Texto del Evangelio (Jn 10,31-42): En aquel tiempo, los judíos trajeron
otra vez piedras para apedrearle. Jesús les dijo: «Muchas obras buenas que
vienen del Padre os he mostrado. ¿Por cuál de esas obras queréis apedrearme?».
Le respondieron los judíos: «No queremos apedrearte por ninguna obra buena,
sino por una blasfemia y porque tú, siendo hombre, te haces a ti mismo Dios».
Jesús les respondió: «¿No está escrito en vuestra Ley: ‘Yo he dicho: dioses
sois’? Si llama dioses a aquellos a quienes se dirigió la Palabra de Dios —y no
puede fallar la Escritura— a aquel a quien el Padre ha santificado y enviado al
mundo, ¿cómo le decís que blasfema por haber dicho: ‘Yo soy Hijo de Dios’? Si
no hago las obras de mi Padre, no me creáis; pero si las hago, aunque a mí no
me creáis, creed por las obras, y así sabréis y conoceréis que el Padre está en
mí y yo en el Padre». Querían de nuevo prenderle, pero se les escapó de las
manos. Se marchó de nuevo al otro lado del Jordán, al lugar donde Juan había
estado antes bautizando, y se quedó allí. Muchos fueron donde Él y decían:
«Juan no realizó ninguna señal, pero todo lo que dijo Juan de éste, era
verdad». Y muchos allí creyeron en Él.
Comentario: Rev. D. Carles ELÍAS i Cao (Barcelona, España).
«¿Por
cuál de esas obras queréis apedrearme?»
Hoy
viernes, cuando sólo falta una semana para conmemorar la muerte del Señor, el
Evangelio nos presenta los motivos de su condena. Jesús trata de mostrar la
verdad, pero los judíos lo tienen por blasfemo y reo de lapidación. Jesús habla
de las obras que realiza, obras de Dios que lo acreditan, de cómo puede darse a
sí mismo el título de “Hijo de Dios”... Sin embargo, habla desde unas
categorías difíciles de entender para sus adversarios: “estar en la verdad”,
“escuchar su voz”...; les habla desde el seguimiento y el compromiso con su persona
que hacen que Jesús sea conocido y amado —«Maestro, ¿dónde vives?», le
preguntaron los discípulos al inicio de su ministerio (Jn 1,38)—. Pero todo
parece inútil: es tan grande lo que Jesús intenta decir que no pueden
entenderlo, solamente lo podrán comprender los pequeños y sencillos, porque el
Reino está escondido a los sabios y entendidos.
Jesús
lucha por presentar argumentos que puedan aceptar, pero el intento es en vano.

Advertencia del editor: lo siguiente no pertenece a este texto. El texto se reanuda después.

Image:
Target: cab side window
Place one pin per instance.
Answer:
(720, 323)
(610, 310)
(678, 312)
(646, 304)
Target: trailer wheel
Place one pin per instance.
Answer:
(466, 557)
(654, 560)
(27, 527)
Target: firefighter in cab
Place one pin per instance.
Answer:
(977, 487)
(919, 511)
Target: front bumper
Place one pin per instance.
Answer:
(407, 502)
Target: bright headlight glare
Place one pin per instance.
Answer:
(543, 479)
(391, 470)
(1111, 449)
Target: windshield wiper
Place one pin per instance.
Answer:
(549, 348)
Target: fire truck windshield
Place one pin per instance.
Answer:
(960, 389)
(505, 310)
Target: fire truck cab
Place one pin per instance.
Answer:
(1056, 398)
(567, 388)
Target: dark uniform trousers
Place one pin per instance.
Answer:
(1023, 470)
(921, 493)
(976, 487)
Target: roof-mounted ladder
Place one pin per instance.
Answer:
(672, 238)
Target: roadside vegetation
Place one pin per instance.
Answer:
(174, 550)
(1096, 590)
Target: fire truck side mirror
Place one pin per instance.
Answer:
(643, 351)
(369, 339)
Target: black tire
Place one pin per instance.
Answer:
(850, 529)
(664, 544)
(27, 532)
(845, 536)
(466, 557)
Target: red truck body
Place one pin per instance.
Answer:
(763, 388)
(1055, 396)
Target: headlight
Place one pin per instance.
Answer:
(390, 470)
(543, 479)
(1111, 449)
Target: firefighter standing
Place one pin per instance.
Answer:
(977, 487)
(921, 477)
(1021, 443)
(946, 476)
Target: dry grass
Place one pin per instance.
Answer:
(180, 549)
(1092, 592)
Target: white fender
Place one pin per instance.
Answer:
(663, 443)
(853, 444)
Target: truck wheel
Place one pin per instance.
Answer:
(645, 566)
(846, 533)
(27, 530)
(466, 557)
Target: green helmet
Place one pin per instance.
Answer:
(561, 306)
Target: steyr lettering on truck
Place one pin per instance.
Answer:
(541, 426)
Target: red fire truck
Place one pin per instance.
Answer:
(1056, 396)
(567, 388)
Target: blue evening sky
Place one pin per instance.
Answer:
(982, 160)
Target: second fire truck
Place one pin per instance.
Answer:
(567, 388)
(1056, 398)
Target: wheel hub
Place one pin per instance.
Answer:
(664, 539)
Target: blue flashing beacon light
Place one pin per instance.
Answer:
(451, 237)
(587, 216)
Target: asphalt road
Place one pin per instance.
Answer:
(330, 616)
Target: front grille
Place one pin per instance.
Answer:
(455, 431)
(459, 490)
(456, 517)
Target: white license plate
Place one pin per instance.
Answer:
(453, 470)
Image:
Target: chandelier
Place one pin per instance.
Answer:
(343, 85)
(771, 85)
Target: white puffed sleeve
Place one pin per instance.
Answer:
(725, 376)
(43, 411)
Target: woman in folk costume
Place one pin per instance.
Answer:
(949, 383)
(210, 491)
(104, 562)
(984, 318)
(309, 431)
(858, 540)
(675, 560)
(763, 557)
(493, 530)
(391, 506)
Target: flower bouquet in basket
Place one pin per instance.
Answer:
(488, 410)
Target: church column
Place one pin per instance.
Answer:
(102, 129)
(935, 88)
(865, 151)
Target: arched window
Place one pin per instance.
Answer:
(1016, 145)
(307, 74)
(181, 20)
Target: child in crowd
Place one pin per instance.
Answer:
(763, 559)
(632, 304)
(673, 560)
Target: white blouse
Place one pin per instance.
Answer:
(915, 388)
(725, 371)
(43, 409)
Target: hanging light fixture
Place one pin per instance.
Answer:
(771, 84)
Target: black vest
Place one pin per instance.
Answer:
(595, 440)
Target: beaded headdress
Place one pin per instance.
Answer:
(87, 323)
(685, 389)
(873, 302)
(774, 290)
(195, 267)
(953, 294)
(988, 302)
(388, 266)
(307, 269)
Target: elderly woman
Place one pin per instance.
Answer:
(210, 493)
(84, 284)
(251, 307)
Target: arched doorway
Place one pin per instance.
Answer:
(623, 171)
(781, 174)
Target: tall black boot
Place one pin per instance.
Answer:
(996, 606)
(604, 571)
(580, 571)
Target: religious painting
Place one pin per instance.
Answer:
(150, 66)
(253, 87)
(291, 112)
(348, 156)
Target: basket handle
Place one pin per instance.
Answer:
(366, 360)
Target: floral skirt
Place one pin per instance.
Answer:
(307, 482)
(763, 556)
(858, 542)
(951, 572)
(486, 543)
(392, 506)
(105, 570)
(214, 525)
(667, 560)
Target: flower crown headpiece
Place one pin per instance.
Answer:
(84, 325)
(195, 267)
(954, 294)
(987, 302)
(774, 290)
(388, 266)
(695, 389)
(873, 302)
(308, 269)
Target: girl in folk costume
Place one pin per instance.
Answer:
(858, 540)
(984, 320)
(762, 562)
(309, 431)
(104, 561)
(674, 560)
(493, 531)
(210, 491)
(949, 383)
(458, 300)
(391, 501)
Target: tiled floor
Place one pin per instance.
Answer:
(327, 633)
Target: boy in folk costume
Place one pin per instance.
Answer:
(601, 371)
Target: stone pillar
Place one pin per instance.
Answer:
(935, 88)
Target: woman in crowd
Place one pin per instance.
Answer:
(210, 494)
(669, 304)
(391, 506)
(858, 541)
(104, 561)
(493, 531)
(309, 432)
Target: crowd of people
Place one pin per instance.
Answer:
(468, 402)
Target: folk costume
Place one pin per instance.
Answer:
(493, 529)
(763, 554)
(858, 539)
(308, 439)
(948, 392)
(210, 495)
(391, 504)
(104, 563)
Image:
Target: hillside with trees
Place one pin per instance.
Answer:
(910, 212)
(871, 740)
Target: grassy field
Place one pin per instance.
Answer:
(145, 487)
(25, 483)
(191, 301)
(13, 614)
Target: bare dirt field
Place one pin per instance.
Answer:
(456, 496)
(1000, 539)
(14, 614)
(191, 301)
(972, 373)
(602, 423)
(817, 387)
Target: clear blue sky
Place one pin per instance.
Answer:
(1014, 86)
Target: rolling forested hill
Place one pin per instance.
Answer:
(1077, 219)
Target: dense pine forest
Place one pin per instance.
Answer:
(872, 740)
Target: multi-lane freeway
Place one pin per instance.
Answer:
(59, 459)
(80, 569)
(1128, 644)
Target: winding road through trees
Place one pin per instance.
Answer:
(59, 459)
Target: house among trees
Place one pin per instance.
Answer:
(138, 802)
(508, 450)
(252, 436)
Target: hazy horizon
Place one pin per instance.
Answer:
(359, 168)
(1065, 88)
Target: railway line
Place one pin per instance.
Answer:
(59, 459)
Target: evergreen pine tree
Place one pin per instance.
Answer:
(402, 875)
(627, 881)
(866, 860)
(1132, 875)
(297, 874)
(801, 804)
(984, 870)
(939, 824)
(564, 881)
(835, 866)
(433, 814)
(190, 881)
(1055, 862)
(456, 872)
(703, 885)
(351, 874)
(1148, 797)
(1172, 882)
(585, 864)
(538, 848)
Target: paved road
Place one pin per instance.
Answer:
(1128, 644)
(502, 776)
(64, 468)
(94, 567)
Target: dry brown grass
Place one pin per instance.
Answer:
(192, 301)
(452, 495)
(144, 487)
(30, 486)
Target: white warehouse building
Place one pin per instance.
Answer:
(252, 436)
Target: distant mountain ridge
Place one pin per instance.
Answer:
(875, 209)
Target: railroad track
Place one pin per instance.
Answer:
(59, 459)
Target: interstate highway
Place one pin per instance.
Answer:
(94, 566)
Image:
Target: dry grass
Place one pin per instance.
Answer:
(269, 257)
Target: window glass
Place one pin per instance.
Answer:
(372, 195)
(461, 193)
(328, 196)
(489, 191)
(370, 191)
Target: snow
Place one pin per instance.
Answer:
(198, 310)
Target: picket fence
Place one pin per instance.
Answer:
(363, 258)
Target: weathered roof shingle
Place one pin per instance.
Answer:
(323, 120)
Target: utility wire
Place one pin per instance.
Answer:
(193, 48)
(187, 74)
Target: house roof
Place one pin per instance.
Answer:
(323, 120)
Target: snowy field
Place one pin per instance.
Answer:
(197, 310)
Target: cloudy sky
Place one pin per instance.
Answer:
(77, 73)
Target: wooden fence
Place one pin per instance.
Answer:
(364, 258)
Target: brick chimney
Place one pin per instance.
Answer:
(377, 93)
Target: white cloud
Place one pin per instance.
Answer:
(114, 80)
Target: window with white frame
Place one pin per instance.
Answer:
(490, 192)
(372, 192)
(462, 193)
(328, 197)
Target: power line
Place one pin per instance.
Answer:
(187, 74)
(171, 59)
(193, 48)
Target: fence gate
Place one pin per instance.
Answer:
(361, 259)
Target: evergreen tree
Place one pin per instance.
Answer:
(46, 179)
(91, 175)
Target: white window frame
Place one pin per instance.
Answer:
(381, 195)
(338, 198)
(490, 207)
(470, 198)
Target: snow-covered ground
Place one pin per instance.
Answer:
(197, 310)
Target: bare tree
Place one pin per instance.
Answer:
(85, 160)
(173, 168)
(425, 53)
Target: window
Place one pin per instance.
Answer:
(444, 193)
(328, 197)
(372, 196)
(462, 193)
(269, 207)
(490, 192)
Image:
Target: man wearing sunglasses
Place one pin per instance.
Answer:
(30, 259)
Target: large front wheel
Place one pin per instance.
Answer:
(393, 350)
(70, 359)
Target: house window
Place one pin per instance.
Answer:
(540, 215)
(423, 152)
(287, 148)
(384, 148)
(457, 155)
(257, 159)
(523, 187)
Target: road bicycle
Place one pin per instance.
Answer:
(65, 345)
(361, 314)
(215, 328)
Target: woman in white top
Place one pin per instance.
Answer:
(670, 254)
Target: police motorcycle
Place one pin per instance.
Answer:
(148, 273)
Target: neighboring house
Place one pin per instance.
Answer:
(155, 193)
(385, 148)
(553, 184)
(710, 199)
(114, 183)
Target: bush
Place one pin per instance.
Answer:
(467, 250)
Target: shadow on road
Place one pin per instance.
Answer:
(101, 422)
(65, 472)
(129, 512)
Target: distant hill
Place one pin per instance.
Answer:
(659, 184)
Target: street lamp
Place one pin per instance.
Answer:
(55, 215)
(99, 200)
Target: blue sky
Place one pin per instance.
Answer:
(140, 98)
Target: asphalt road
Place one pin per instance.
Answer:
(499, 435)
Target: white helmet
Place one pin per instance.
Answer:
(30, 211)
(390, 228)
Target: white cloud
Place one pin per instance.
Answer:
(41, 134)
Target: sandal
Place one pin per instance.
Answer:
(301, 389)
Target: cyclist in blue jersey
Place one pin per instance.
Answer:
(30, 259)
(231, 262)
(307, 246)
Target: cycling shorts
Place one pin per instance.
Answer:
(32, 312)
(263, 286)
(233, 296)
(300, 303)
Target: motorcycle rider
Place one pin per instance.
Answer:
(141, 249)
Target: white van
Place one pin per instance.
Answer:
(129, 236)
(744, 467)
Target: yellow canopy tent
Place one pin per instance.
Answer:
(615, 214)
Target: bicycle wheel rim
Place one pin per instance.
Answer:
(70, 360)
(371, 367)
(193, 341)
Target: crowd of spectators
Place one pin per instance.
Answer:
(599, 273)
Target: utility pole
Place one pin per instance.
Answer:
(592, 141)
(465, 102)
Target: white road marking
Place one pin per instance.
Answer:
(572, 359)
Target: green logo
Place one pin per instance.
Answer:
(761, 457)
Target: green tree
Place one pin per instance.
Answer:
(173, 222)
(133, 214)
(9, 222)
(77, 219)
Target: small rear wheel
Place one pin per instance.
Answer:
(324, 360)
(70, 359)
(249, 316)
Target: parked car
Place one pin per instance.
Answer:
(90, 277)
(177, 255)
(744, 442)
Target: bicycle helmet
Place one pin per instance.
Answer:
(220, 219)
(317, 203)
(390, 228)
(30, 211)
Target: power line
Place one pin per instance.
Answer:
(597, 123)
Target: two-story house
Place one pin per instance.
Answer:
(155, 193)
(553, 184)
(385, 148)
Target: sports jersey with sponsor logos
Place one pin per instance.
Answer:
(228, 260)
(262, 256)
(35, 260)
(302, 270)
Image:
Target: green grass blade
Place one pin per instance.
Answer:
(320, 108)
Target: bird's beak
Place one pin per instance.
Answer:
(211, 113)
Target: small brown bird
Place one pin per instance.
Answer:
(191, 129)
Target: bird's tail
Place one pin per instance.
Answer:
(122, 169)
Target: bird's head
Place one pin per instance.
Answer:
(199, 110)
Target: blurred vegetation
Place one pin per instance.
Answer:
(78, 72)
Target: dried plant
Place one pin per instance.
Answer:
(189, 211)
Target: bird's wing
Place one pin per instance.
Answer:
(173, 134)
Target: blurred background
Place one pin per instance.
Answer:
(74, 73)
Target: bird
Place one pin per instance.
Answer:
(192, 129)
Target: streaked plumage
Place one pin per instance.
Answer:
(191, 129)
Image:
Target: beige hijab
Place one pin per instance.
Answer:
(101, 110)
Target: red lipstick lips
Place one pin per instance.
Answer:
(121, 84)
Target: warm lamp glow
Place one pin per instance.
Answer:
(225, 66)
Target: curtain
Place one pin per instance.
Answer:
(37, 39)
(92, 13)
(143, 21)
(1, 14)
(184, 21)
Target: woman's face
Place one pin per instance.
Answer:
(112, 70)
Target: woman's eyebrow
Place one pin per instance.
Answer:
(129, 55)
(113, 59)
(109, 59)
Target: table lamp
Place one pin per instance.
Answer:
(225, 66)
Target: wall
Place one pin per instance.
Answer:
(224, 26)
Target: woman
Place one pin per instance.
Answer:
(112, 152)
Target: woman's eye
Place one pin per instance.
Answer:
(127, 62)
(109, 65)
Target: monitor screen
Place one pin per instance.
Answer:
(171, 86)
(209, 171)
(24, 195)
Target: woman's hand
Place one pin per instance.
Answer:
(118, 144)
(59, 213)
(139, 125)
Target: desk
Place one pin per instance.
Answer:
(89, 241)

En el fondo, morirá por decir la verdad sobre sí mismo, por ser fiel a sí mismo,
a su identidad y a su misión. Como profeta, presentará una llamada a la
conversión y será rechazado, un nuevo rostro de Dios y será escupido, una nueva
fraternidad y será abandonado.
De
nuevo se alza la Cruz del Señor con toda su fuerza como estandarte verdadero,
como única razón indiscutible: «¡Oh admirable virtud de la santa cruz! ¡Oh
inefable gloria del Padre! En ella podemos considerar el tribunal del Señor, el
juicio del mundo y el poder del crucificado. ¡Oh, sí, Señor: atrajiste a ti
todas las cosas cuando, teniendo extendidas todo el día tus manos hacia el
pueblo incrédulo y rebelde (cf. Is 65,2), el universo entero comprendió que
debía rendir homenaje a tu majestad!» (San León Magno). Jesús ha de huir al
otro lado del Jordán y quienes de veras creen el Él se trasladan allí
dispuestos a seguirle y a escucharle.